沒打中?劉葉青知道這些*老兵都是百步穿楊。是假槍斃嗎?
“你們已經無法再開槍了。”說話的是那名“女妖怪”,此刻她的語氣加重了一些,但依然輕柔。
中佐再次揮手,惱羞成怒的*士兵慌忙扣動扳機。然而,這次響起的只有擊錘打中撞針的清脆聲響。
中佐不信邪的搶過俗稱“三八大蓋”的三十八年式步兵銃,拉動套筒卸下啞彈。舉槍同時,特高科和*的所有人同時開槍……但沒有一發子彈被成功擊發。
“幻、幻覺?”*中佐呆愣地自言自語。
然後,光芒一閃而沒!
“不好,小心!”踏踏木屐腳步中,是*中佐率先反應過來,拔出指揮刀按照記憶中的方向衝上去,伴隨着殺氣騰騰的日語叫罵,他身後緊跟着*中人搶在前頭,特高科的人應該也被驚醒,快步跟了上去。

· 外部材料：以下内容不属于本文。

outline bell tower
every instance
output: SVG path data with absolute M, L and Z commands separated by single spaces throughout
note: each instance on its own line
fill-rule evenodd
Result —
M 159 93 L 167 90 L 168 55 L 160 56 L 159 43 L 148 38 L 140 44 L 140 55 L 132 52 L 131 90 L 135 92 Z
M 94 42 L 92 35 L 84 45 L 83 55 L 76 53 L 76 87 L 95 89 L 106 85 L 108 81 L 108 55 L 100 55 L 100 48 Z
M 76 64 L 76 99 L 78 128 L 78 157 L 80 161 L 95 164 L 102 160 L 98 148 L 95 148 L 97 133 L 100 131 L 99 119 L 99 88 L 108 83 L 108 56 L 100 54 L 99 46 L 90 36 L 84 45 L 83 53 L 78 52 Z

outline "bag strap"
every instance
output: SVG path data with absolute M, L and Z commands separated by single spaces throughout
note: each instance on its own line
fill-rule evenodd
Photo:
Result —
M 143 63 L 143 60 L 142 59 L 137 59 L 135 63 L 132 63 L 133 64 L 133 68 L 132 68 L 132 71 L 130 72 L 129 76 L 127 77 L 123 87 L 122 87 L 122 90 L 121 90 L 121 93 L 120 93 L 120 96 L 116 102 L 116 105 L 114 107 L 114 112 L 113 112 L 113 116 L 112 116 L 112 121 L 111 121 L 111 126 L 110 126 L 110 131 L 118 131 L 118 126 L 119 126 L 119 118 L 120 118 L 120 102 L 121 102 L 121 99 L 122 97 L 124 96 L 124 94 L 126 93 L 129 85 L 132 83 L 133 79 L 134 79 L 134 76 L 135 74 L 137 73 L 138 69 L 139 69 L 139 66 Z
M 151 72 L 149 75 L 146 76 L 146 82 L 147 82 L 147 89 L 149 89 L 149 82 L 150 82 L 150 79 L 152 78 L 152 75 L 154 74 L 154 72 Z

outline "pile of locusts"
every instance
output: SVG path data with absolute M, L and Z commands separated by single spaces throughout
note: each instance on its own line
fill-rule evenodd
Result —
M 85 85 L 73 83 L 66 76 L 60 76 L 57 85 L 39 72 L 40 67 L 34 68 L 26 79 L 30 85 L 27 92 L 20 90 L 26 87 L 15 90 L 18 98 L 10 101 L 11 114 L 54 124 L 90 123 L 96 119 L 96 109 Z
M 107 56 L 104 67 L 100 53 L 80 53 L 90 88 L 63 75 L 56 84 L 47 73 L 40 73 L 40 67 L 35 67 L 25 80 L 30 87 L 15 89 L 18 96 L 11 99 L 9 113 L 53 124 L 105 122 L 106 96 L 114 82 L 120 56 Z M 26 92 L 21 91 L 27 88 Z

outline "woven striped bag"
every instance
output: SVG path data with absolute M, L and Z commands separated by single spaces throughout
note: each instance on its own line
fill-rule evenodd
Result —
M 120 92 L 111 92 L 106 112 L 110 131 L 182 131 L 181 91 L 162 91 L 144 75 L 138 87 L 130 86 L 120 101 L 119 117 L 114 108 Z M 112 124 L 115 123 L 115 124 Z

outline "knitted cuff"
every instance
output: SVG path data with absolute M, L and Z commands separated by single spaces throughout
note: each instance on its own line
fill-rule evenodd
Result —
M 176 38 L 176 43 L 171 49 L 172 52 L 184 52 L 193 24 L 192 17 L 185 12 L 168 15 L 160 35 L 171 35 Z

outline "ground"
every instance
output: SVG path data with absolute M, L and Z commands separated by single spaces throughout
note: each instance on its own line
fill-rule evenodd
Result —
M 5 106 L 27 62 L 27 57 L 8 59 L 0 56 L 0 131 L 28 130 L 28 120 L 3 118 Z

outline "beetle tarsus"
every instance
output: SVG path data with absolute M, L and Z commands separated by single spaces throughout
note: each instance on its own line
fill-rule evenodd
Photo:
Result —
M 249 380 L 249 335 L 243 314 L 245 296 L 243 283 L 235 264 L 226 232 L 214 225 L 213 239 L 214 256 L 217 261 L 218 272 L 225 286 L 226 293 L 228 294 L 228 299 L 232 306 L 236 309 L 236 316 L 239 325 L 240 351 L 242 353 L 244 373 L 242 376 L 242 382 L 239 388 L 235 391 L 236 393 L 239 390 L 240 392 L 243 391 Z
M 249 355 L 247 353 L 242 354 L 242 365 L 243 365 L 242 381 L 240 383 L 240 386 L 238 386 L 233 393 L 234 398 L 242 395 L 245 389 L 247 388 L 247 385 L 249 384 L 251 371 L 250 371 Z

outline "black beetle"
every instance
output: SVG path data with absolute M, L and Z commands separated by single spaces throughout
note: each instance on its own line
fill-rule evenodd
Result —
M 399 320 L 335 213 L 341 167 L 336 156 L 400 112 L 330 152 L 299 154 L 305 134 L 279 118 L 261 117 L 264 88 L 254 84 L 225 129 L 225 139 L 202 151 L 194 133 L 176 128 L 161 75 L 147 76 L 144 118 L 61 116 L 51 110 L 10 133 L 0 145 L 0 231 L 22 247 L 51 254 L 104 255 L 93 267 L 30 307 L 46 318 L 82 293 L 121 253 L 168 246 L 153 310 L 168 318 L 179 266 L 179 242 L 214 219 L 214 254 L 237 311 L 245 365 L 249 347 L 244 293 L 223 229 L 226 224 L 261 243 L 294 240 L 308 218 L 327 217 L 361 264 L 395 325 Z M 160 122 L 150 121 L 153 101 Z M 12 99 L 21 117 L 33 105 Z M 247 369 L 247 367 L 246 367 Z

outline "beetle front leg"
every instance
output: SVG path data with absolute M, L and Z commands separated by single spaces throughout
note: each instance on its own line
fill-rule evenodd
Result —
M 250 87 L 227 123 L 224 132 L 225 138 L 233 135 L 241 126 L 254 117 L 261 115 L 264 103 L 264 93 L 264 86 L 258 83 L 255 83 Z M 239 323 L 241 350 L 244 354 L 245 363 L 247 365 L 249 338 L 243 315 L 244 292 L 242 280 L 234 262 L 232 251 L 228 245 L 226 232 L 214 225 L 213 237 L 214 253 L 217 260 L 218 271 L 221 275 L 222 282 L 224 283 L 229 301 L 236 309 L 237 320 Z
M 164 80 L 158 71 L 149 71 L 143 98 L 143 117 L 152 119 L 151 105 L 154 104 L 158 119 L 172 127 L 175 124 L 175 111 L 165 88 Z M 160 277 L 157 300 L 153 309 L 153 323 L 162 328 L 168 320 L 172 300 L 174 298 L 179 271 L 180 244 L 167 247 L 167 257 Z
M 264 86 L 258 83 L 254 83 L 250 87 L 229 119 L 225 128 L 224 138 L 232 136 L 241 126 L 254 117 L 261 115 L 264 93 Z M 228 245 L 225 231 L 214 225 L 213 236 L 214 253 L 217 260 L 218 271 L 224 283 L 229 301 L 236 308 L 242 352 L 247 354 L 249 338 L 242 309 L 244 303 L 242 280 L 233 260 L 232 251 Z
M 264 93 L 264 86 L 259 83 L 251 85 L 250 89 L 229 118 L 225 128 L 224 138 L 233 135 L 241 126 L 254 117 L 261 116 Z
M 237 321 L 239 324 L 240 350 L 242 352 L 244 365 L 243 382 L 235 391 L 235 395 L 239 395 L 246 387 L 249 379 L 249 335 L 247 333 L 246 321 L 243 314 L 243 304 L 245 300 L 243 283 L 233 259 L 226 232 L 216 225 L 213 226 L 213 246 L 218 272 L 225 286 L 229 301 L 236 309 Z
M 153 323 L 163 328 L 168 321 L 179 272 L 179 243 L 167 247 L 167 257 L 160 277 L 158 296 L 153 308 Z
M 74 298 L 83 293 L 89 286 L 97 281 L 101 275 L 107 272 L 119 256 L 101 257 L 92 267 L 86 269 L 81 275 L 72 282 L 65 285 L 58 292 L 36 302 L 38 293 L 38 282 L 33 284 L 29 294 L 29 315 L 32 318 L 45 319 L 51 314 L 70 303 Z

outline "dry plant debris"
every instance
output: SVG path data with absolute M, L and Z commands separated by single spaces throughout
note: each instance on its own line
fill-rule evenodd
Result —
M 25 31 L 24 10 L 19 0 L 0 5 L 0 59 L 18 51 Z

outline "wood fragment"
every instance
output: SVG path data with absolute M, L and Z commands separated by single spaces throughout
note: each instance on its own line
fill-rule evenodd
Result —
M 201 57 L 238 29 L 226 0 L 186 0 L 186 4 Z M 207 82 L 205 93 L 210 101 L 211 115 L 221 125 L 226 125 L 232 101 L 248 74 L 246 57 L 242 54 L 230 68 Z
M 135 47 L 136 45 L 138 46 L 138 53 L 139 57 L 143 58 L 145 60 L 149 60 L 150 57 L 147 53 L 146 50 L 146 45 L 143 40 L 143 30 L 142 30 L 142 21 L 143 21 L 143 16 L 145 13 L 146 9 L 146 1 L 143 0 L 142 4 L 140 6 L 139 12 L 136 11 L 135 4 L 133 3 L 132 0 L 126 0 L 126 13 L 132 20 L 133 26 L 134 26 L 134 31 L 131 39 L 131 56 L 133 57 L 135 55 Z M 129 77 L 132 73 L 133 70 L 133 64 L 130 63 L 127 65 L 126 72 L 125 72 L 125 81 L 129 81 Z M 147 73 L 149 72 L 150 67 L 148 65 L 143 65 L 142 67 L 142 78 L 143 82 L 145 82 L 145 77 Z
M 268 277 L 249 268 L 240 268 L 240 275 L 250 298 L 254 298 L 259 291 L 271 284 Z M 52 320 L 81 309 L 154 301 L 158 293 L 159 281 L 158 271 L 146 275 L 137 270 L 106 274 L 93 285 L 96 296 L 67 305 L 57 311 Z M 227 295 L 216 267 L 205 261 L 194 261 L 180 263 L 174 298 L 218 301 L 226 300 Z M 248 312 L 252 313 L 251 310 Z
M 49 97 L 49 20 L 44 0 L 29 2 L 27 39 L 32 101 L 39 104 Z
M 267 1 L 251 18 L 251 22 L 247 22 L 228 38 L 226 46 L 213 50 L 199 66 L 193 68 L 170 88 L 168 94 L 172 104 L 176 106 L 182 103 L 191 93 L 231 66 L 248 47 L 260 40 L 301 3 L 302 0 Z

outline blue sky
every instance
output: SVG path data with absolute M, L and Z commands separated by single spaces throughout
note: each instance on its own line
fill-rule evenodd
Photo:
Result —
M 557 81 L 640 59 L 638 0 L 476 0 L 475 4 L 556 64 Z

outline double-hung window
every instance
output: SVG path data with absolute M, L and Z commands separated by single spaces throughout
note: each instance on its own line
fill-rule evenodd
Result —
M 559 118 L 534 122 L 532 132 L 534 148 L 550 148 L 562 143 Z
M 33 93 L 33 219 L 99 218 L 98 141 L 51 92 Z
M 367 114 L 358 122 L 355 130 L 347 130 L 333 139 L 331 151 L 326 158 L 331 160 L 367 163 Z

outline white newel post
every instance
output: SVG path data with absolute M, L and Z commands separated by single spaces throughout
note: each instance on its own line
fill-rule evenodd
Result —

接二連三遇到詭異事情,劉葉青總算反應及時,趴在角落裡,大氣也不敢出,只聽見慘呼連連,想必中佐的幾個部下已經被放倒,但是……強光大作!
是探照燈!
日本人果然準備充分!
強光下,只見幾個日本兵屍橫遍地,有的還在哀鳴,不過其他人來不及檢查他們的傷勢死活,就目睹探照燈側的士兵幾乎是同一時間被切成兩半,連慘叫聲都來不及發出。
看不見人影!
虎視眈眈的*中佐只掃了一眼,立刻將目光轉移到礦井的煤層邊來回巡視。同時劉葉青小心翼翼的擡起頭來,頭腦裡閃過幾個念頭:“輕功……不,簡直是鬼魅嗎?穆易在哪裡?”
視野中,*中佐的身形突然高了三尺,大好頭顱拋飛,在原地,那女人毫無徵兆地顯出身形。這一次他看清楚了,“女妖怪”一手扶着穆易,另一隻手的手中憑空出現長長的指甲,青濛濛的光華微不可覺地閃了幾閃,堅韌的三八大蓋就如同豆腐般被輕鬆切開來,何況血肉之軀的人體。兩人就這樣,突然出現又突然消失,不過眨眼功夫,虎狼之師圍成的牢籠就徹底被摧毀。
慘呼之聲遠去,劉葉青慢慢的爬起來,撿了半截指揮刀,接着探照燈的殘光躡手躡腳轉出去,他現在只想逃之夭夭,離開這裡鬼氣森森的一灘事越遠越好。可惜天不從人願,轉過兩條隧道,就和幾個同樣是驚魂未定的日本兵打了個照面,聽着一聲警告“八格牙路”,然後就是子彈上膛的聲音,他一咬牙,大喊着:“太君別開槍,是自家人!我是特高科的情報員……”心裡下了決斷。
目睹了方纔令人熱血沸騰的手撕鬼子一幕,他被歲月消磨的草莽氣重新擡頭,面對幾個士兵,劉葉青真沒什麼好怕的。他刻意發出腳步聲,然後才慢慢現身。果然,一共五名士兵的槍都對準了他。
“什麼人!停下!”一人喊道,聽嗓音正是那個發現他的人。
“膽小鬼只有嗓子能行,面對無法想象的敵人,你們的武士道精神也不過如此。”劉葉青不冷不熱地諷刺着,並沒有停下腳步。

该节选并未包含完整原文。